Have you ever engaged in trading?

Franco Gabrielli

Gabrielli: I do not engage in daily trading, which requires a different kind of acumen and time. In fact, I have incurred losses from daily trading. But I buy and sell stocks weekly and monthly based on indicators and targets, earning returns of anywhere between 5 per cent and 20 per cent. For example, I sold some stocks of Microsoft a couple of months after buying, earning a 60 per cent return.

Have you made any bad investment decisions?

Gabrielli: When I relocated to the UAE in 2011, I felt the urgency to create a retirement fund. Unlike Italy where a part of the taxed income goes towards pension, the UAE does not have income tax. So, it falls on an individual to diligently save towards retirement. And I decided to invest in a 20-year plan from an international company paying a monthly sum of $2,000 (over Dh7,300), which proved to be a wrong decision as the returns were poor. I decided to surrender the plan in 2015, therein incurring losses too.

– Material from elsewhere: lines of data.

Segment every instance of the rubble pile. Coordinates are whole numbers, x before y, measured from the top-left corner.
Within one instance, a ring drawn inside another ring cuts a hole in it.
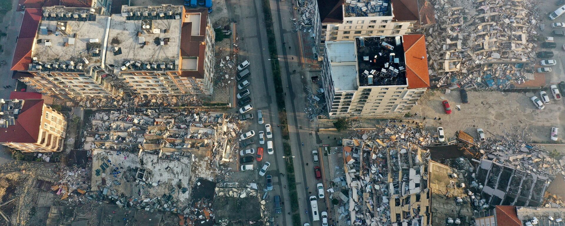
[[[432,85],[507,89],[534,79],[538,2],[436,1],[438,23],[425,34]]]

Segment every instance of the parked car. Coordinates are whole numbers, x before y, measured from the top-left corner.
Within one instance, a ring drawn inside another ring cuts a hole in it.
[[[559,136],[559,128],[557,127],[551,127],[551,140],[553,141],[557,141],[557,137]]]
[[[328,212],[321,212],[321,226],[328,226]]]
[[[244,114],[247,111],[251,111],[251,109],[253,109],[253,106],[251,105],[247,105],[246,106],[241,107],[241,108],[240,108],[240,113]]]
[[[245,140],[240,142],[240,147],[244,148],[254,144],[255,144],[255,140],[253,138]]]
[[[443,127],[437,128],[437,140],[440,142],[445,141],[445,134]]]
[[[265,173],[267,172],[267,169],[269,169],[270,166],[271,166],[271,163],[266,162],[265,164],[263,164],[263,167],[261,167],[261,169],[259,171],[259,176],[265,176]]]
[[[557,47],[557,44],[550,42],[542,42],[541,47],[547,49],[555,49],[555,47]]]
[[[559,0],[559,1],[558,1],[558,2],[563,2],[563,1],[565,1],[565,0]],[[558,4],[558,5],[560,5],[560,4]],[[565,27],[565,23],[551,23],[551,27],[553,28],[562,28],[563,27]]]
[[[257,154],[255,155],[255,157],[257,157],[257,162],[263,160],[263,147],[257,147]]]
[[[551,85],[549,86],[549,88],[551,89],[551,94],[553,95],[553,99],[561,99],[561,93],[559,92],[559,89],[557,88],[557,85]]]
[[[459,95],[461,96],[461,102],[463,103],[469,103],[469,99],[467,97],[467,90],[462,89],[459,91]]]
[[[267,138],[271,139],[273,138],[273,132],[271,128],[271,124],[267,124],[265,125],[265,133],[267,135]]]
[[[565,32],[563,32],[563,31],[553,30],[551,33],[555,36],[565,36]]]
[[[324,198],[325,194],[324,192],[324,184],[322,183],[318,183],[318,184],[316,185],[316,186],[318,187],[318,198]]]
[[[267,142],[267,153],[270,155],[275,154],[275,150],[273,149],[273,141],[268,141]]]
[[[444,106],[444,110],[445,111],[445,114],[447,115],[451,114],[451,107],[449,106],[449,102],[447,101],[444,101],[441,102],[441,103]]]
[[[264,123],[263,120],[263,111],[262,110],[257,111],[257,122],[259,124],[263,124]]]
[[[551,72],[551,68],[550,67],[540,67],[537,68],[537,72],[539,73],[547,73]]]
[[[246,121],[249,119],[253,119],[253,114],[247,114],[245,115],[242,115],[240,116],[240,120],[242,121]]]
[[[547,95],[547,93],[545,91],[540,91],[540,99],[541,99],[541,102],[544,102],[544,104],[549,103],[549,95]]]
[[[255,157],[253,157],[253,156],[240,157],[240,164],[253,162],[254,160],[255,160]]]
[[[259,132],[259,144],[264,145],[265,144],[265,132],[263,131]]]
[[[253,164],[250,164],[247,165],[241,165],[240,167],[240,171],[247,171],[248,170],[253,170]]]
[[[282,212],[281,208],[281,197],[280,195],[275,195],[275,213],[280,214]]]
[[[240,65],[237,66],[237,71],[241,71],[241,70],[245,69],[247,67],[250,63],[249,63],[249,60],[245,60],[245,61],[242,62]]]
[[[477,133],[479,134],[479,140],[481,141],[484,141],[486,140],[485,138],[485,132],[483,131],[483,129],[478,128],[477,129]]]
[[[251,94],[251,92],[249,91],[249,89],[247,89],[237,93],[237,99],[241,99],[244,97],[247,97],[250,94]]]
[[[244,81],[240,82],[239,84],[237,84],[237,89],[244,89],[244,88],[247,87],[249,84],[251,84],[251,82],[249,82],[249,80],[246,79]]]
[[[251,98],[249,97],[245,97],[237,101],[237,106],[242,106],[249,103],[250,102],[251,102]]]
[[[241,138],[241,140],[242,141],[244,140],[251,137],[254,136],[255,136],[255,131],[249,131],[245,133],[243,133],[241,135],[240,135],[240,138]]]
[[[542,51],[537,52],[537,57],[540,58],[549,58],[553,57],[553,52],[551,51]]]
[[[321,170],[320,169],[320,167],[318,166],[314,167],[314,175],[316,175],[316,179],[321,179]]]
[[[557,64],[557,60],[543,60],[540,62],[540,64],[544,66],[553,66]]]
[[[318,163],[318,150],[314,150],[312,151],[312,158],[314,159],[314,163]]]
[[[240,151],[240,155],[251,155],[255,154],[255,149],[249,149]]]
[[[536,107],[539,110],[544,110],[544,108],[545,107],[545,106],[544,106],[544,103],[542,103],[541,101],[540,100],[540,98],[537,98],[537,97],[532,97],[532,98],[530,98],[530,100],[533,102],[533,105],[535,105]]]
[[[267,175],[267,190],[273,190],[273,177]]]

Irrespective of whether you are investing or trading, try to learn the basics first.

- Franco Gabrielli

A tip for beginners looking to invest money

Gabrielli: Start by making small investments but as soon as possible because returns compound over time. Irrespective of whether you are investing or trading, try to learn the basics first. I have found John C. Bogle’s book ‘The Little Book of Common Sense Investing’ quite useful. I also like Warren Buffett’s advice: “Put together a portfolio of companies whose aggregate earnings march upward over the years, and so also will the portfolio’s market value.”